With all the talk of Gmail going offline today you'd swear it was the first time it has ever happened. Here's something you might not have noticed, Google have been having trouble with Gmail for a long time now.
I can recall four or five times over the past 12 months where I've gone to login to the web interface and for some reason I couldn't get past the front page. You'd think this would be a case of fat fingering a password but a check of my desktop email client showed that it couldn't login either at that moment in time. Wait a few seconds to try again and it worked fine. Maybe it's my net connection you think and move on. Or perhaps Gmail burps every now and then and you pass it off as your net connection?
It is possible that we now have unrealistic expectations of availability coming from our "five nines you're paying me if you don't meet the service level agreement" data centre world. But what's Google's issue?
WE don't know for sure but I have a theory. Might it be Google's mythical infrastructure perhaps? Something, if you listen to the hype, every company should aspire to even if their infrastructure needs are relatively modest (if not fractional) in comparison.

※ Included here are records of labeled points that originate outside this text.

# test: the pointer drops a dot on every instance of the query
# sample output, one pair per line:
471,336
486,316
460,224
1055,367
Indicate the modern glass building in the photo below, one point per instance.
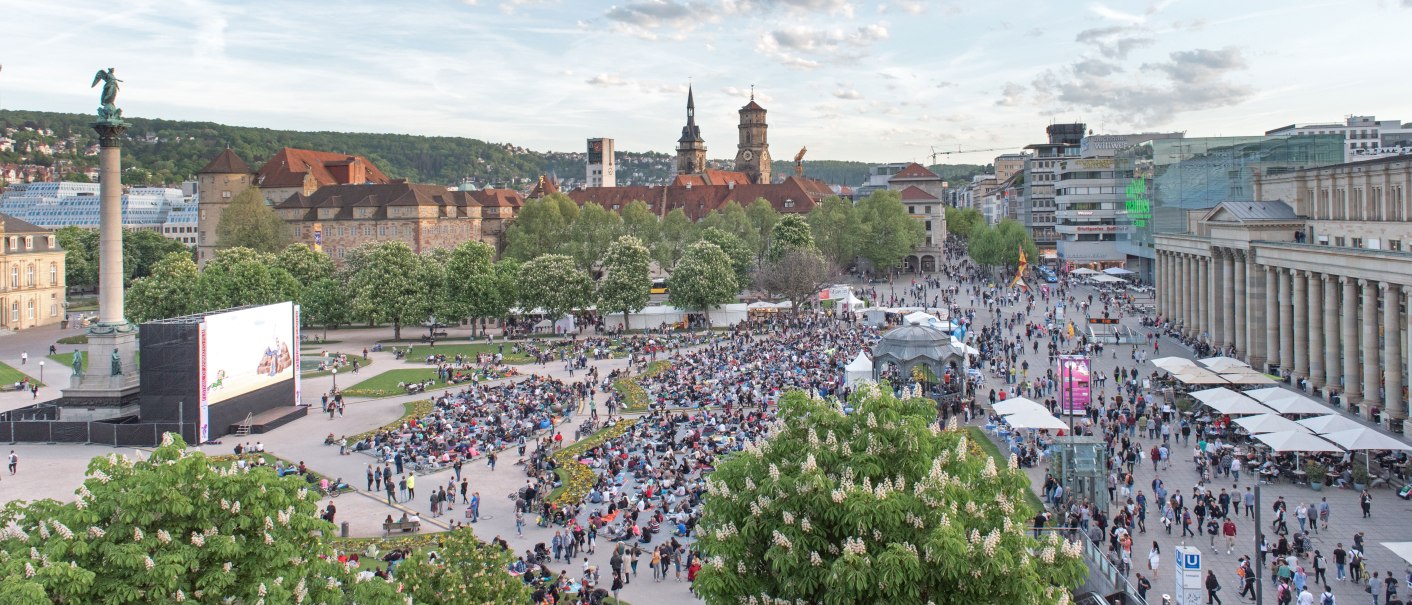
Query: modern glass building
1162,180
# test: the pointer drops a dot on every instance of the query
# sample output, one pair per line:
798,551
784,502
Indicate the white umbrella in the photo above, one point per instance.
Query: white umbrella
1329,423
1037,419
1017,404
1247,378
1174,363
1296,441
1270,423
1223,363
1298,404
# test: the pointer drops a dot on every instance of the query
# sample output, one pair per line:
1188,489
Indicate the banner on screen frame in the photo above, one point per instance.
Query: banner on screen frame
1075,393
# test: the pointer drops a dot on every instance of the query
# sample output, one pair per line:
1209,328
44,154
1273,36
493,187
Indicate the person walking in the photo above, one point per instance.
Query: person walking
1212,588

Google's bluster around their infrastructure conveniently ignores that it's optimised for one hyperscale application. Their search application.
That's the cash cow and that's what they've tuned the hell out of their infrastructure for. Tuned the block size, tuned for the I/O patterns unique to that application and tuned for the read/write frequency of that workload. Everything which they can optimise to increase the performance of their search application means more money in the bank if they do so.
But then they come along and try and put Gmail on top of that and it's been stuttering away in the background ever since. It's also funny to note that Gmail, which one assumes is sharing -cough cough- Google's general purpose (Search optimised) infrastructure has issues and yet Google.com carries on without a blip.
The same way that Amazon.com coasts away just fine any time S3 is having a nervous breakdown.
Funny that.
Now, while Google suffers from trying to run things on an infrastructure optimised for one hyperscale application you could say that S3 suffers from the opposite problem by not being optimised for any workload at all. It's so general purpose that it's cheap to get started on but if you're very successful you'll quickly want to get off of it as you can't optimise any of it.
The only things which are not a commodities in infrastructures designed to support hyperscale applications are the performance optimisations.
Everything else you buy cheap and rack high.